MapR: One Of These Things Is Not Like The Others
MapR's guiding principles are practicality and performance, so it didn't think twice about chucking the Hadoop Distributed File System out of its Hadoop software distribution. HDFS had (and still has, MapR argues) reliability and availability flaws, so MapR uses the proven Network File System (NFS) instead. In the bargain, MapR claims to get "twice the speed with half the required hardware." The NFS choice also enabled MapR to support near-real-time data streaming using messaging software from Informatica. MapR competitors Cloudera and Hortonworks can't stream data because HDFS is an append-only system.

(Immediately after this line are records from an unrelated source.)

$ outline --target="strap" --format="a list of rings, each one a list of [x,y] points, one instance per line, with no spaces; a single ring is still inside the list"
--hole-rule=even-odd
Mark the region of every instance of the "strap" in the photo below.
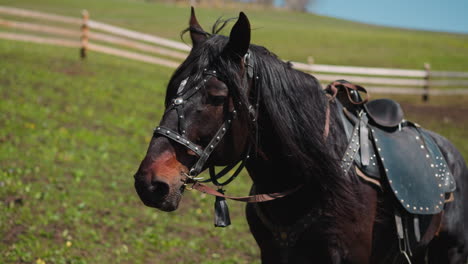
[[[325,88],[325,90],[327,92],[330,91],[331,92],[331,94],[330,94],[331,98],[334,99],[336,97],[336,95],[338,94],[338,87],[340,87],[340,86],[345,88],[346,94],[348,95],[348,99],[352,104],[362,105],[362,104],[365,104],[365,103],[367,103],[369,101],[369,94],[367,93],[367,90],[364,87],[362,87],[360,85],[348,83],[348,82],[345,82],[345,81],[334,81],[334,82],[330,83],[327,86],[327,88]],[[351,97],[350,90],[354,90],[354,91],[357,91],[357,92],[363,92],[363,93],[366,94],[366,98],[364,98],[364,100],[362,100],[360,102],[356,102]]]
[[[235,178],[237,178],[237,176],[240,174],[242,169],[245,167],[245,163],[246,163],[247,159],[249,158],[249,153],[250,153],[251,147],[252,147],[252,145],[249,144],[249,146],[247,147],[247,152],[244,154],[244,158],[240,161],[240,164],[239,163],[234,163],[234,164],[228,165],[224,169],[222,169],[219,173],[216,173],[215,167],[211,166],[210,169],[209,169],[210,179],[202,181],[202,182],[210,182],[211,181],[216,186],[224,186],[224,185],[227,185],[227,184],[231,183]],[[229,177],[229,179],[225,180],[222,183],[218,181],[221,177],[223,177],[228,172],[230,172],[237,164],[239,164],[239,166],[237,167],[236,171],[231,175],[231,177]]]
[[[190,150],[195,152],[198,156],[201,156],[203,154],[203,149],[200,146],[192,143],[190,140],[188,140],[187,138],[184,138],[183,136],[179,135],[177,132],[175,132],[174,130],[170,128],[167,128],[164,126],[158,126],[154,130],[154,134],[159,134],[167,138],[170,138],[174,140],[175,142],[185,146],[186,148],[189,148]]]
[[[348,146],[346,147],[345,153],[343,154],[343,158],[341,159],[341,170],[344,174],[347,174],[351,165],[353,165],[354,158],[356,157],[356,153],[359,149],[359,125],[361,124],[362,120],[359,119],[358,122],[354,125],[354,129],[349,139]]]
[[[359,127],[359,139],[361,141],[361,163],[362,166],[368,166],[370,162],[370,151],[369,151],[369,129],[367,128],[367,118],[366,113],[362,114],[361,125]]]
[[[194,182],[191,189],[195,189],[199,192],[206,193],[209,195],[217,196],[217,197],[223,197],[227,199],[231,199],[234,201],[239,201],[239,202],[244,202],[244,203],[262,203],[262,202],[268,202],[272,200],[276,200],[278,198],[285,197],[287,195],[290,195],[297,190],[299,190],[302,187],[302,185],[298,185],[292,189],[286,190],[284,192],[276,192],[276,193],[268,193],[268,194],[257,194],[257,195],[250,195],[250,196],[241,196],[241,197],[235,197],[235,196],[229,196],[229,195],[224,195],[209,186],[204,185],[201,182]]]
[[[205,147],[203,152],[201,153],[200,158],[198,159],[197,163],[190,169],[190,174],[192,176],[199,174],[203,167],[205,166],[206,161],[211,155],[211,152],[214,151],[216,146],[221,142],[221,139],[224,137],[226,134],[227,130],[231,127],[231,122],[233,119],[233,115],[235,115],[235,110],[231,112],[231,116],[228,117],[226,121],[224,121],[224,124],[218,129],[216,134],[213,136],[211,139],[210,143],[208,143],[208,146]]]

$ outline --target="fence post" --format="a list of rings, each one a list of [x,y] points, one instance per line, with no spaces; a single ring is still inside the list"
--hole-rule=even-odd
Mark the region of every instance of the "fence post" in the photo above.
[[[424,86],[423,86],[423,102],[427,102],[429,100],[429,77],[431,74],[431,65],[429,63],[424,63],[424,70],[426,71],[426,75],[424,76]]]
[[[312,56],[307,57],[307,64],[314,64],[314,57]]]
[[[83,24],[81,25],[81,49],[80,49],[80,57],[81,59],[86,58],[86,51],[88,49],[88,33],[89,33],[89,27],[88,27],[88,20],[89,20],[89,13],[87,10],[83,10],[81,12],[81,15],[83,17]]]

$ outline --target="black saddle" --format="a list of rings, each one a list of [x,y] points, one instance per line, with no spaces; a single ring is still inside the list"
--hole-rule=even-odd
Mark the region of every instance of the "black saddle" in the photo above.
[[[358,168],[371,178],[386,181],[407,212],[427,215],[442,211],[445,196],[455,190],[455,183],[430,134],[404,120],[403,110],[394,100],[367,102],[358,92],[365,92],[364,88],[344,80],[333,85],[347,137],[360,142],[353,157]],[[357,125],[359,133],[352,134]]]

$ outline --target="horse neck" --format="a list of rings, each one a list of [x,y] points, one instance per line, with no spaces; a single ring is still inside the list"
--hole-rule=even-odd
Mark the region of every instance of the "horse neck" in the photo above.
[[[282,78],[288,78],[288,76],[291,76],[292,74],[297,73],[291,72],[291,74],[285,75]],[[299,84],[302,86],[297,86],[298,81],[296,78],[295,82],[291,81],[291,87],[289,90],[303,92],[305,98],[301,99],[315,99],[315,104],[307,104],[307,102],[304,102],[303,105],[291,105],[290,107],[301,107],[302,111],[315,112],[317,109],[320,109],[320,107],[317,106],[317,104],[321,103],[321,101],[317,99],[319,98],[317,96],[322,96],[322,94],[318,91],[311,92],[306,89],[320,89],[320,87],[315,87],[317,85],[316,80],[313,79],[313,77],[310,77],[310,79],[309,77],[302,77],[304,78],[303,83]],[[264,89],[270,88],[271,87],[265,87]],[[308,96],[314,98],[307,98]],[[268,98],[262,99],[268,100]],[[283,137],[281,137],[280,135],[275,134],[276,129],[274,128],[275,124],[273,122],[278,122],[278,118],[275,117],[274,114],[269,113],[265,105],[263,106],[264,107],[262,107],[261,103],[258,118],[258,127],[261,128],[258,130],[259,134],[257,135],[259,142],[256,149],[256,153],[251,155],[251,158],[248,160],[247,170],[249,171],[249,174],[254,182],[255,193],[282,192],[288,189],[295,188],[299,185],[304,185],[304,187],[302,187],[299,191],[295,192],[289,197],[278,199],[274,202],[265,205],[259,205],[266,211],[269,211],[270,215],[275,219],[281,219],[281,222],[287,223],[292,219],[297,219],[301,217],[307,212],[320,208],[321,204],[323,204],[322,201],[324,199],[329,198],[329,195],[323,193],[322,191],[326,188],[323,188],[324,186],[320,185],[321,183],[319,182],[321,181],[318,178],[320,177],[320,175],[318,175],[318,172],[311,173],[309,171],[307,173],[304,173],[304,171],[301,171],[303,169],[300,169],[297,165],[294,165],[294,158],[287,157],[287,154],[283,153],[281,146],[284,146],[284,143],[282,141],[285,140],[284,137],[291,135],[284,135]],[[285,107],[285,105],[283,105],[283,107]],[[323,108],[323,113],[307,112],[303,113],[303,115],[301,115],[301,117],[298,118],[299,120],[300,118],[311,118],[310,120],[315,120],[315,122],[317,123],[322,123],[322,119],[324,119],[323,117],[325,116],[325,106]],[[323,114],[323,116],[321,116],[321,114]],[[287,122],[292,121],[288,120]],[[323,124],[325,125],[325,122],[323,122]],[[316,126],[314,128],[316,128]],[[310,125],[309,130],[312,130]],[[315,129],[313,132],[315,133],[315,138],[318,137],[317,134],[321,138],[322,131],[318,131],[318,129]],[[302,134],[305,133],[302,132]],[[305,144],[311,147],[320,147],[317,144],[314,144],[314,142],[312,142],[310,138],[307,142],[305,142]],[[313,157],[313,155],[311,157]],[[308,162],[307,164],[313,165],[310,164],[310,162]],[[316,166],[310,167],[318,168],[320,165],[324,166],[323,164],[316,164]],[[305,174],[308,174],[307,183],[304,180]],[[292,212],[291,210],[294,210],[294,212]]]
[[[267,129],[271,131],[270,129]],[[288,160],[279,148],[281,139],[270,133],[262,133],[261,145],[249,158],[246,168],[253,181],[256,194],[283,192],[303,185],[295,193],[273,202],[257,206],[277,224],[290,225],[303,215],[320,208],[324,197],[318,183],[308,182],[304,185],[301,172]]]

MapR's latest quest for better performance (regardless of open source consequences) is the M7 software distribution, which the vendor says delivers high-performance Hadoop and HBase in one deployment. Many users have high hopes for HBase because it's the NoSQL database native to the Apache Hadoop platform (promising database access to all the data on Hadoop). But HBase is immature and still suffers from flaws, including instability and cumbersome administration.

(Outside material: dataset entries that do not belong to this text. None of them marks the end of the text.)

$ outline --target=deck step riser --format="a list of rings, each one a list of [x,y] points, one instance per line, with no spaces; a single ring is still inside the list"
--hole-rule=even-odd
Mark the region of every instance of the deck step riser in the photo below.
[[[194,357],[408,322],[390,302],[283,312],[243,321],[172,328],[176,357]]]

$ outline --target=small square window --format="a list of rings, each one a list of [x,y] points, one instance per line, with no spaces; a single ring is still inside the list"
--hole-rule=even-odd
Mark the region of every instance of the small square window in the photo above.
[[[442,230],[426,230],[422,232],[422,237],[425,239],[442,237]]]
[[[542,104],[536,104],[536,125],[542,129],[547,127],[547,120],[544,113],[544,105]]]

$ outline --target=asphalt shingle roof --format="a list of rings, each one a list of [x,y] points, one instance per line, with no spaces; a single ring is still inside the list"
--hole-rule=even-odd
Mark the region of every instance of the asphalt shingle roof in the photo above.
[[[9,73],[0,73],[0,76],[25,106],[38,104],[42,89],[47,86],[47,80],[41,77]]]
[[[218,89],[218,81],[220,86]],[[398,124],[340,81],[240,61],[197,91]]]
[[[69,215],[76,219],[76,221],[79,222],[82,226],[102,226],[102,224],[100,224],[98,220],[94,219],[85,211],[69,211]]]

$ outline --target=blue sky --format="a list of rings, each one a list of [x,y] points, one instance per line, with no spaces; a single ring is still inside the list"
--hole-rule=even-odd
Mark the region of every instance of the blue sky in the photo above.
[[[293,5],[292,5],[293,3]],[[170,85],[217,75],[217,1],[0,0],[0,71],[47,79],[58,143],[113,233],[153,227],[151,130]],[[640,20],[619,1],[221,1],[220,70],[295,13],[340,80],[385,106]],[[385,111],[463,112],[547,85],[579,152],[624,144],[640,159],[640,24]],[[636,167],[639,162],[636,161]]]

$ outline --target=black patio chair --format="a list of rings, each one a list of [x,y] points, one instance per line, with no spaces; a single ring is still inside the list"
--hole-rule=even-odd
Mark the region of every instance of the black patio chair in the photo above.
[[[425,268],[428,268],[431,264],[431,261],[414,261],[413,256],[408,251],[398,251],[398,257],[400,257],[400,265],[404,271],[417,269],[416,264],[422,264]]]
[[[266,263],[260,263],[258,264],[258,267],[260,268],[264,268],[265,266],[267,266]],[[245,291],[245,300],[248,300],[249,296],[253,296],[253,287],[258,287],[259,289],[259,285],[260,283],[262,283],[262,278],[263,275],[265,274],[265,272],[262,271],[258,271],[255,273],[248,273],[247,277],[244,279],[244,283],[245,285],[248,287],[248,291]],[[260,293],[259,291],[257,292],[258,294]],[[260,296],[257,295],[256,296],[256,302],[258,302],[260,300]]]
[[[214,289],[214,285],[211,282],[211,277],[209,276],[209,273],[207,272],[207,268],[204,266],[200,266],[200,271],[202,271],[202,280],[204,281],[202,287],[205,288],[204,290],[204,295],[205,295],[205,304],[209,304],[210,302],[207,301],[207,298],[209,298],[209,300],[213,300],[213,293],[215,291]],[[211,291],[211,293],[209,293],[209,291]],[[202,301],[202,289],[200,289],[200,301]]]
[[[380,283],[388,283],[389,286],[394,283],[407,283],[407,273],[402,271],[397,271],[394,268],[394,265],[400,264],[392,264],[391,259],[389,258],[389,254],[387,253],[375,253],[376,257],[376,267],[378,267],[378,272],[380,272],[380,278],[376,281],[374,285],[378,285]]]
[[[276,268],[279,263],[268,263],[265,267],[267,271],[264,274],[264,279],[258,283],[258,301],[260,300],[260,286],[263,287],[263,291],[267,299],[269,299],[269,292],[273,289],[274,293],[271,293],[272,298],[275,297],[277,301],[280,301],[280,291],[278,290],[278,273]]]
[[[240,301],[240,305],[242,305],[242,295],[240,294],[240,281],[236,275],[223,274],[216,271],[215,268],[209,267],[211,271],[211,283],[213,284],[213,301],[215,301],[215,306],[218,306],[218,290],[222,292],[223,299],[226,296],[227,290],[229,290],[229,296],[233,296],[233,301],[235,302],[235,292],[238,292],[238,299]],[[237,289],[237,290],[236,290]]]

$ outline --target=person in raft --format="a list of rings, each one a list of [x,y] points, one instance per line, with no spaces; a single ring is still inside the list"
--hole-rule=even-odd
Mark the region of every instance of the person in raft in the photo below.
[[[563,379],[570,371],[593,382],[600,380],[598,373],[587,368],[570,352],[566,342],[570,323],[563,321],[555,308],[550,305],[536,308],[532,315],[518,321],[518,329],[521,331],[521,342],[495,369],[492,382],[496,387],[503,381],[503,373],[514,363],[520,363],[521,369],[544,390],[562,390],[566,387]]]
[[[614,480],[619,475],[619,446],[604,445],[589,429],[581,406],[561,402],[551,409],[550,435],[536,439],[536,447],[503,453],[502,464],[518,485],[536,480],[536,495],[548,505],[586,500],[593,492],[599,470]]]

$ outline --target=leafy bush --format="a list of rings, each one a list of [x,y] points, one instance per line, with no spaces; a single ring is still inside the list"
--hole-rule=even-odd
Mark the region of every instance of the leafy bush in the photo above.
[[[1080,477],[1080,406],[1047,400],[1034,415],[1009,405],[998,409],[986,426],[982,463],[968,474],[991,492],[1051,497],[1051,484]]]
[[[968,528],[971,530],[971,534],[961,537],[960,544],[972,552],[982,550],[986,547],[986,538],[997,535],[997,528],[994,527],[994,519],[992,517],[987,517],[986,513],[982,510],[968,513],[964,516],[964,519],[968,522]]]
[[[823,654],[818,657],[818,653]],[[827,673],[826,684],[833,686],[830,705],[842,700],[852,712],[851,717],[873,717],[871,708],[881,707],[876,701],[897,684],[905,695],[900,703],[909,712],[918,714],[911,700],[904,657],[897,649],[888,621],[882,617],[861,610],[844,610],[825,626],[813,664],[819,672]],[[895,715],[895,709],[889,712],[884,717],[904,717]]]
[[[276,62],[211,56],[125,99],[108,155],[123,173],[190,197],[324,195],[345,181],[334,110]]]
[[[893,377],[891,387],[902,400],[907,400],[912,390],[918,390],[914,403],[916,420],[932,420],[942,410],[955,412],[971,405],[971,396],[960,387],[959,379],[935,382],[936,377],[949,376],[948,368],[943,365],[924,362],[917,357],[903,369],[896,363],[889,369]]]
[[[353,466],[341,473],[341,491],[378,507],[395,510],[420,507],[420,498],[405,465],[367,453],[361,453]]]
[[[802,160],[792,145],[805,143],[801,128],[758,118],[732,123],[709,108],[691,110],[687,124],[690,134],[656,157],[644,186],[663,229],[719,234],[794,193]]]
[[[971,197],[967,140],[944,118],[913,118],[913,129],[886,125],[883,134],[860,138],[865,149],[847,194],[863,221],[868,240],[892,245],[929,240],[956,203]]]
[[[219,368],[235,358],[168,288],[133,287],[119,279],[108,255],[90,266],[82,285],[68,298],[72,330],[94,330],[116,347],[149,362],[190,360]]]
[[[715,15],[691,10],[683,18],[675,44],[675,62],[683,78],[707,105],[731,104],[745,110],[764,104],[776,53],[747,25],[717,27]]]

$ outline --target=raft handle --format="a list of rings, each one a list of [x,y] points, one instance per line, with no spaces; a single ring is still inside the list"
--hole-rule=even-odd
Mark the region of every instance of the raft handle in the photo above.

M7 delivers two times faster performance than HBase running on standard Hadoop architectures, says MapR, because the distribution does away with region servers, table splits and merges and data compaction steps. MapR also uses its proprietary infrastructure to support snapshotting, high availability and system recovery for HBase.
If you're an open source purist swayed by arguments about system portability, MapR may not be the vendor for you. But we've talked to high-scale customers who have chosen MapR for better performance. Want to give it a try? MapR is available both on Amazon Web Services and the Google Compute Engine.